安達市政と今は亡き忘れ得ぬ人々 (五)
2015年09月07日
安達市長が四期十六年の市政運営を蔭で強く支えていたのは小樽中学(現潮陵高)同期生の工藤修三氏である。物心ともに市長は工藤氏の奔走によってその大任を果たし得たといっても過言ではない。工藤氏は謹厳実直、古武士的な方であり、二期目には市長応援のため市議に立起したが市長選に専念して次点落選となったが「安達市長がそういうなら間違いあるまい』と信じる事助けることに徹した人であった。安達市長にとって生涯の友としてはこれ以上高潔で私信ののない誠実な人はいなかったと思う。
道議会議員としては、高橋源次郎氏と鈴木源重氏がおられる。高橋氏は椎熊代議士の直系にあたり、温厚に着実な政治活動を続けられ、市政運営にも寄与された。鈴木源重氏は社会党、港湾労働者の代表として人気があり「ヒゲの源重さん」と親しまれ、道議会では副議長もつとめられた後市議を一期つとめられた。人柄がにじじみでる朴とつな演説の中で、「安達さん、あなたは革新の我々のところに戻ってきて欲しい」と退任にあたってのあいさつが耳に残っている。

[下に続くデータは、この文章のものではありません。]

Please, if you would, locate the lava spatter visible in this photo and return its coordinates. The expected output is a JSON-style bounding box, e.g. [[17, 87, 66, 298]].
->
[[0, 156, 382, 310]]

安達市政のスタートと入れ替りに市を退き道議会議員になられた三室光雄氏は一期目で道政政審会長に就任するほど実力者であった。苫米地代議士と同様に強硬な反安達で道議会でしばしば安達市政の攻撃を行ったが、二期目に落選して商工会議所の専務理事に迎えられた。三室氏はこの頃から安達市政にも深い理解を示され、三十三年の北海道大博覧会小樽会場の開催、水族館の建設に経済界として非常な努力を尽くされた。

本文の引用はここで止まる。